Yijie Shi, Ernesto, è colui che viene maggiormente a capo di tutto l’ambaradan scenico, sfoggiando una voce chiara ma sonora, ben timbrata e di pregevole colore, omogenea e arricchita da un fraseggio cesellato, risultando alla fine praticamente perfetto per la sua parte dolce e giovanile.

Sara Blanch appare sottotono rispetto ad altre sue migliori prove. Purtroppo il fare di lei una Norina-bambolina di risatine e occhiatine non giova al personaggio, compresso in una piattezza fin troppo caricaturale: il soprano possiede la bella linea di canto che sappiamo, timbricamente gradevole e ben sfogata in acuto, e canta sempre con personalità, eppure qualcosa si perde tra le note, senza convincere del tutto.

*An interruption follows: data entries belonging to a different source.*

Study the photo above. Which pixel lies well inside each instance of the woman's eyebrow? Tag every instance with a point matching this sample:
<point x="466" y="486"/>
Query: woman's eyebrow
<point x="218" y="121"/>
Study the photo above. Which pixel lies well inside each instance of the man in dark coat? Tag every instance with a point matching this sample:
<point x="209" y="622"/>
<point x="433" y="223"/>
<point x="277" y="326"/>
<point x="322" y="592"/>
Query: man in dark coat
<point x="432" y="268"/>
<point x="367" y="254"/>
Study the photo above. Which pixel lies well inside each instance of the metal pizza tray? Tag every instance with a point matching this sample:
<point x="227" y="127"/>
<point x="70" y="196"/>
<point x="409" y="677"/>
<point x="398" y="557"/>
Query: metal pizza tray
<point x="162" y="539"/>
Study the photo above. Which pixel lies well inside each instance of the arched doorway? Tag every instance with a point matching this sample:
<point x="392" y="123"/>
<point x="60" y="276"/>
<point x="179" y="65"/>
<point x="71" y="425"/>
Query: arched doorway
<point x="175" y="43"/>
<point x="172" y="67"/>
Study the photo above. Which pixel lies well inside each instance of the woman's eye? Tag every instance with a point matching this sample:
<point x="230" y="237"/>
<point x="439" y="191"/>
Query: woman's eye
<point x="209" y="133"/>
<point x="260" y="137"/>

Molto bene il notaro di Oronzo d’Urso e le tre voci soliste di Valeriia Matrosova, Massimiliano Esposito e Carlo Cigni. Eccellente la prova del Coro del Maggio, che nell’atto terzo si prende un meritato applauso a scena aperta.

Gran peccato, ripeto, per “La casa” (il riferimento alla serie di film horror con Bruce Campbell è voluto).